In London, Ontario, the best time to downsize is before health, finances, or family pressure forces the decision. Research shows homeowners who begin planning their move well in advance consistently achieve stronger sale outcomes — and in the $700,000 to $1.2 million range where most established London homeowners are positioned, that difference is measured in tens of thousands of dollars. Waiting until the decision is urgent compresses the timeline, shortens preparation, and hands the buyer negotiating leverage. The conversation that starts early costs nothing and commits you to nothing. Ty Lacroix, Broker at The Envelope Real Estate Group, has guided London homeowners through downsizing transitions for 24 years — and the ones who move well almost always started the conversation before they had to.
I want to tell you about two people I knew.
They loved their home. Thirty-plus years in the same neighbourhood — they knew every neighbour, every crack in the sidewalk, every corner of the garden they had built with their own hands. The backyard was their pride. The house was their identity.
For years, their adult children suggested it was time. A bungalow. A townhome. Something without stairs, without the maintenance, without the weight of a property that had grown larger than two people needed.
Stubbornness said no. Pride said no.
Then the body started making the decision for them.
The stairs became a problem. The garden became a burden. Snow clearing, repairs, upkeep — they hired it out, but it was never done to their standards. Managing the house took more energy than they had left to give it.
Eventually, they listened. They sold. They moved to a lovely two-bedroom plus den in a nearby retirement building. New neighbours. Less worry. More time.
"I wish we had done this sooner," was all I heard after they moved.
Within two months, one of them was gone.
The Cost of Waiting
That story isn't unusual. It plays out in London, Ontario, every year — families managing a transition under pressure, in grief, or against a health timeline that doesn't wait for market conditions to improve.
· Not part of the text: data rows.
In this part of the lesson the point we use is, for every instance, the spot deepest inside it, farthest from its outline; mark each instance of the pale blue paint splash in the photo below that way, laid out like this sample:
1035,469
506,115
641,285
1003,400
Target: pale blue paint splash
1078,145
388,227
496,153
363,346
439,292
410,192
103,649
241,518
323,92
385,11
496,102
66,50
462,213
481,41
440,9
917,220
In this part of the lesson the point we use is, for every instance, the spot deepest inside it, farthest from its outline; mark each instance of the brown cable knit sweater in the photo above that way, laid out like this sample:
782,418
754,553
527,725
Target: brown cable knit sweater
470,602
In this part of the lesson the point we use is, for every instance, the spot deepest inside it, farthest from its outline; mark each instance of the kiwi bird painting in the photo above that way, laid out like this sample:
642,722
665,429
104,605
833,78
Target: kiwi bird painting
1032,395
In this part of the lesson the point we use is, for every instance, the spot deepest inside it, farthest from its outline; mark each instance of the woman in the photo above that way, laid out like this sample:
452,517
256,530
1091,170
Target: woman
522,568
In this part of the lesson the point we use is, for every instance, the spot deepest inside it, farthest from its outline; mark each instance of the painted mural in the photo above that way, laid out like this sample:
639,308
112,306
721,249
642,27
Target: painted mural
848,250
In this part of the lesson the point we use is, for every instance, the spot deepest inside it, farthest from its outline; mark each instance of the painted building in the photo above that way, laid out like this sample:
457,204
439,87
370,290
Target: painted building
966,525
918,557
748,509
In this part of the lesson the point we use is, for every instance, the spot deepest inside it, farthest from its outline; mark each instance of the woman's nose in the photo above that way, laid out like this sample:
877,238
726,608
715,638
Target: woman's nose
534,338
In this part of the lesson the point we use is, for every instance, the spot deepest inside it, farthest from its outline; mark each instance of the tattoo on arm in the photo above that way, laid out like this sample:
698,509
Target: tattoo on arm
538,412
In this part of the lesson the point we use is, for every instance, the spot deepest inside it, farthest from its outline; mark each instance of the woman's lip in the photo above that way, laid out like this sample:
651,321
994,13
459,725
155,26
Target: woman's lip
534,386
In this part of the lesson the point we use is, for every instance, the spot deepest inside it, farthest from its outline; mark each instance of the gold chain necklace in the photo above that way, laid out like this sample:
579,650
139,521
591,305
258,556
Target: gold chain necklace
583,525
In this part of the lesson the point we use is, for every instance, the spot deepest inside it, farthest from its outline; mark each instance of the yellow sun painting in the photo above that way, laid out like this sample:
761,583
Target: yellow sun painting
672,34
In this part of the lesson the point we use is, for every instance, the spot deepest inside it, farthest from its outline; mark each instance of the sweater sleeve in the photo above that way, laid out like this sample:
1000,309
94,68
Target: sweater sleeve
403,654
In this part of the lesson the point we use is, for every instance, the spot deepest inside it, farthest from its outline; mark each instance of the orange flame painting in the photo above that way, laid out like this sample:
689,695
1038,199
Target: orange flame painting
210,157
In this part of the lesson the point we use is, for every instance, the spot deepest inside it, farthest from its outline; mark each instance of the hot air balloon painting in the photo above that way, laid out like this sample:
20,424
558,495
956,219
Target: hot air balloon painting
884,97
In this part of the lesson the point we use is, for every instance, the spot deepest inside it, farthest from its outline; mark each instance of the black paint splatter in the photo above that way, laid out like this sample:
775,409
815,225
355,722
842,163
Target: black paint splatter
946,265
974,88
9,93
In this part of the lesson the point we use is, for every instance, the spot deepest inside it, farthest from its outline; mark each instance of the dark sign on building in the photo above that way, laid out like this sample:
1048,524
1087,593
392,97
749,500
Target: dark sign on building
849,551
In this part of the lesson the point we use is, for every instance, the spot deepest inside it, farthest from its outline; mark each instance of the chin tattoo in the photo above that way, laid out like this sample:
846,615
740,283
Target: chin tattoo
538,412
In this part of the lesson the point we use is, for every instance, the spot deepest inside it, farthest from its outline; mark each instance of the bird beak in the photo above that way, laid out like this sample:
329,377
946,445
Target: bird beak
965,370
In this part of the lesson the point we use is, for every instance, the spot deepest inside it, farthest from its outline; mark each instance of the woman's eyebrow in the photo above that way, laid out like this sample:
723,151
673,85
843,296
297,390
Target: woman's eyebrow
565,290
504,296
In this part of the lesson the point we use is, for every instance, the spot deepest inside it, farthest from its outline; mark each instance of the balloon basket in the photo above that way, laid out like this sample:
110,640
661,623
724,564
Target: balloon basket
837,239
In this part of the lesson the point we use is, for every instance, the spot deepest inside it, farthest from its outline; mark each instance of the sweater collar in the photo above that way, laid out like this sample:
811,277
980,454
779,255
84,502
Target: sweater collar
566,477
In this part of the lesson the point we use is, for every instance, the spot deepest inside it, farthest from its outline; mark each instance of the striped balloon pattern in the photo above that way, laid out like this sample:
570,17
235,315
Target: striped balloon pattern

What makes it painful isn't just the emotional weight. It's that waiting almost always costs money, too.
When the decision is made under pressure — a fall, a diagnosis, a family intervention — the timeline compresses. Preparation gets cut short. The home goes to market before it's ready. Pricing decisions get made in a hurry. Buyers sense urgency and negotiate accordingly.
That sale money belongs to the family. Whether it goes to the next chapter of their life or gets left behind at closing depends almost entirely on when the conversation started.
What "Too Late" Actually Looks Like
There is no single moment when it becomes too late. It arrives gradually, then all at once.
It looks like a home that needs $40,000 in updates before it shows well — updates that nobody has the energy or time to manage properly. It looks like an accepted offer, conditional on finding suitable housing, with no clear plan for where suitable housing actually is. It looks like a buyer who senses the seller needs to move and offers accordingly.
Most of the London homeowners I've worked with in this situation say the same thing afterward: they knew, for at least a year before they called, that the conversation was coming. They just weren't ready to have it.
The conversation itself doesn't commit anyone to anything. It's just information — what the home is worth in today's market, what the realistic options are, what a transition on their own terms actually looks like. That information is worth having before the decision is urgent.
What Moving on Your Terms Looks Like
When the timing is yours to control, everything changes.
You choose when the home goes to market — ideally spring or early fall, when qualified buyer activity in established London neighbourhoods like Byron, Riverbend, and Sunningdale is strongest. You have time to address the two or three things that affect presentation and pricing without rushing. You can search for the right next home without a closing date forcing your hand.
Most importantly, you make the decision from a position of clarity — not crisis.
The homeowners who move well in this market are almost always the ones who started the conversation six to twelve months before they needed to. Not because they were more organized. Because they gave themselves room to think.
If You're Thinking About This Right Now
You don't need to be ready to move to have this conversation. You just need to be thinking about it.
That's enough to start. And starting while the timing is still yours is the single most protective thing you can do.